How do you go about constructing a complex painting with several figures? The answer, which might raise new questions in your mind, is this: think of the figures as characters in a story, and draw the relationships between them. Case in point: my large oil painting Earthquake.
The painting is composed of several characters, some close to you in the foreground, some so far back in the background, or down in the dark corners, that it takes a while to discover them. The woman standing, hand covering her face with a gesture of grief, is based on a live model. In a first quick sketch, her beautiful luminous flesh was too seductive. So I had to create a rough surface over her body to give the impression of having been injured when the earth shifted. Also, I changed her pose so her face is nearly covered by her hand, calling attention to the expression of grief in the contorted lines that remain visible.

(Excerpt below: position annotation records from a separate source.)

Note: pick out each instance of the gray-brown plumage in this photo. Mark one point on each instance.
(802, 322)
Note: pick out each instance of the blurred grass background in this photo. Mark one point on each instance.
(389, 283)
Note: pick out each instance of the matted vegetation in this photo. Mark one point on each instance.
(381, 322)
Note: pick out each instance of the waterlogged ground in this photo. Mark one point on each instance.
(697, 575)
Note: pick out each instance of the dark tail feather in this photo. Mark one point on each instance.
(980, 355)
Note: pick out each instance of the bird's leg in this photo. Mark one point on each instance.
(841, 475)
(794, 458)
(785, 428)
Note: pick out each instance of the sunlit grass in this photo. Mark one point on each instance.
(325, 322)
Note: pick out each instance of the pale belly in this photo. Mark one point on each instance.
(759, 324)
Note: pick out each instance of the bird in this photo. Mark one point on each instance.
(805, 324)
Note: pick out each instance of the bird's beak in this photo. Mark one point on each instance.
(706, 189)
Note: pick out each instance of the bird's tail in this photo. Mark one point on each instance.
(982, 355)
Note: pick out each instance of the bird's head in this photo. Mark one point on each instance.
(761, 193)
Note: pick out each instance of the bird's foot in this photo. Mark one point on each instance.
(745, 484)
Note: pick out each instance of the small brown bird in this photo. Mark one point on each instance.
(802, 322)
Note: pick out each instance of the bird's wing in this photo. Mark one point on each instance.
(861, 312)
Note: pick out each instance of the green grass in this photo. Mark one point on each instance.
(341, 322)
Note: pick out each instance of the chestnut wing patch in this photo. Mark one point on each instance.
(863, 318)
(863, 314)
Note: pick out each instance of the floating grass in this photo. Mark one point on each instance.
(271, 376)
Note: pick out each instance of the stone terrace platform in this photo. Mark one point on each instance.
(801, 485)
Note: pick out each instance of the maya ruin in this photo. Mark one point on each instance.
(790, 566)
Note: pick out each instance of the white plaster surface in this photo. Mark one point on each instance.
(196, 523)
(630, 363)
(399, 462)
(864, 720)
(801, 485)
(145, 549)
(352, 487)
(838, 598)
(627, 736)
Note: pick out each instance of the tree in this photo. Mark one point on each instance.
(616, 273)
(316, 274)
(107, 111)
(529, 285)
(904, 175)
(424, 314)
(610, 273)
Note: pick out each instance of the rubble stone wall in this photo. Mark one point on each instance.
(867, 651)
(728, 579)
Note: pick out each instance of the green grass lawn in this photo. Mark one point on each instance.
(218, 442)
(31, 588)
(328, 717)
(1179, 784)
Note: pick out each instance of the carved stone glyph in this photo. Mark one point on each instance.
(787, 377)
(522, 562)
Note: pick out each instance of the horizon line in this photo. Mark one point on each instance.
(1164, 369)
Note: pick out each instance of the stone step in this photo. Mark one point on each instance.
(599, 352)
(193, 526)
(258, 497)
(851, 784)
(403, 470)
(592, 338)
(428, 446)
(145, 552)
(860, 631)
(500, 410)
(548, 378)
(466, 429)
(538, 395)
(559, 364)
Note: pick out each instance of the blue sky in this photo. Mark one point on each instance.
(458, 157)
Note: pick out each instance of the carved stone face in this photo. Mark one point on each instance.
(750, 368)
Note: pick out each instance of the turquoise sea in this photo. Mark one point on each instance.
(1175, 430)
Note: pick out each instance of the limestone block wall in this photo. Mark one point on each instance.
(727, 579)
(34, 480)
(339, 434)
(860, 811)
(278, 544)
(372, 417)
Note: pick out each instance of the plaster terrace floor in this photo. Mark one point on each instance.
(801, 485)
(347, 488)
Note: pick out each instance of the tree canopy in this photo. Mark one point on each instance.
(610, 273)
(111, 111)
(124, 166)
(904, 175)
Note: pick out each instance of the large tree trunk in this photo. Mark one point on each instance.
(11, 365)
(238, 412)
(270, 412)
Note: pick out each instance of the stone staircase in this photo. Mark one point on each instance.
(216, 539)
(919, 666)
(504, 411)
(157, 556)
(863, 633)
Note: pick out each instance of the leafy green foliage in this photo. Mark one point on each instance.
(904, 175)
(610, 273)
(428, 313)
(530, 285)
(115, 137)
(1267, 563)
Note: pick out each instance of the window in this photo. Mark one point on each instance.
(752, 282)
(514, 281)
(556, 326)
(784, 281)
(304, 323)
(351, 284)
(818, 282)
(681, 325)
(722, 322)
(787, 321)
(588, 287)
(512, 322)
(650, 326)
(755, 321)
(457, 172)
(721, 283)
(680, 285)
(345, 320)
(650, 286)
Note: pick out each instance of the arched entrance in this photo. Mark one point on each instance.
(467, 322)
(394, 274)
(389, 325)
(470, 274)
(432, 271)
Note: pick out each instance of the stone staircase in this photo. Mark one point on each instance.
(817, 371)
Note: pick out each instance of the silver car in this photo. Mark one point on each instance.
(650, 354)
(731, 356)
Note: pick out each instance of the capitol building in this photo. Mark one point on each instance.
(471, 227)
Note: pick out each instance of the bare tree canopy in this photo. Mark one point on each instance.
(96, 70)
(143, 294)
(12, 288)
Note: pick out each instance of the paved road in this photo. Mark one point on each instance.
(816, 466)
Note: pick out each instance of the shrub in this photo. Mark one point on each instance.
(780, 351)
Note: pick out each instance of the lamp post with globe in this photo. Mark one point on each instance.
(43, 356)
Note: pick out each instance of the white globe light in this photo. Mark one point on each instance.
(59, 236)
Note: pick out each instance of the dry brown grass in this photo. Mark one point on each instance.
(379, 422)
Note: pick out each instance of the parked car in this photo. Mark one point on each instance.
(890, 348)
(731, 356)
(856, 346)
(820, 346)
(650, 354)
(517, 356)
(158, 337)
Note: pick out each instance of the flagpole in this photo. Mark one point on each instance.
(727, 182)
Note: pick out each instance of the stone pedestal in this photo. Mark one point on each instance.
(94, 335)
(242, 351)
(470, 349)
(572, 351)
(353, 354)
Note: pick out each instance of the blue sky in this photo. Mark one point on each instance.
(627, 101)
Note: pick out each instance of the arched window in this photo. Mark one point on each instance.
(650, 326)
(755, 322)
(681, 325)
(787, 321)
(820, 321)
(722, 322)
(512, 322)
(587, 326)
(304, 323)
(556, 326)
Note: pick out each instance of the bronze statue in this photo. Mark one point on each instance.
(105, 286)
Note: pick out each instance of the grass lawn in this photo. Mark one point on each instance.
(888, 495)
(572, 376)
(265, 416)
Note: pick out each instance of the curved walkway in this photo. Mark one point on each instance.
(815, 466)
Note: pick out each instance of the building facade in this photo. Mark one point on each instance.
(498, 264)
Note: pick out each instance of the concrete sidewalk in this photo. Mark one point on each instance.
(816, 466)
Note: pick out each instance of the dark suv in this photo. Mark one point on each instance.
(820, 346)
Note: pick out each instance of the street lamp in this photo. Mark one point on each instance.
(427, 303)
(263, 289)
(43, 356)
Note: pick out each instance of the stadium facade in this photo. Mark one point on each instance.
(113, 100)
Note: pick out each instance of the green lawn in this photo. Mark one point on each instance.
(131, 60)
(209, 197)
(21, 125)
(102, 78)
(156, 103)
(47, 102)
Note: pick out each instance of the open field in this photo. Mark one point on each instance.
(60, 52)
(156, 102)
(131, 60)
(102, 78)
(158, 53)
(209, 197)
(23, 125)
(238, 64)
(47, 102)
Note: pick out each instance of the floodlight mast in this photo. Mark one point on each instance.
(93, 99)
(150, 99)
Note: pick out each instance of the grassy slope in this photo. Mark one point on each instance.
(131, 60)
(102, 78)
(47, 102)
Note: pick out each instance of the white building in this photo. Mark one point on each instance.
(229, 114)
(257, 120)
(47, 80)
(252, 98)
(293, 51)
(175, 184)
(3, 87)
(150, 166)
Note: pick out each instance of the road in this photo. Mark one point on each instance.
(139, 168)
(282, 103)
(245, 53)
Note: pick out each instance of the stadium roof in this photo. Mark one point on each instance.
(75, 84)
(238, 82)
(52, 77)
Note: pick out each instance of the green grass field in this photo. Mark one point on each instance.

Then there is the boy holding up a collapsing bunch of wooden beams. Of all the characters in the painting, he is the only one who looks you directly in the eye. I arranged the beam so it casts a sharp shadow across the face, in effect cutting it off, and darkening one eye; which makes the other eye, the one visible to light, look ever more piercing.
Here is a baby lost in the dark corner of the painting. When you stand in front of the painting, it takes a while to find him.
Throughout the painting, I used distorted views and highlighted the seams between shattered perspectives. The dying man in the center of the painting is the best example to illustrate it. You are viewing him as if you are standing directly above him. But draw your attention to the broken board he tries to support, with the little strength he has left in him. You are standing over him--and at the same time, below that board.
If, with his last gasp of breath, he lets go of it, the entire mess of wooden beams and boards will come crashing over you. Careful, now! Take a step back.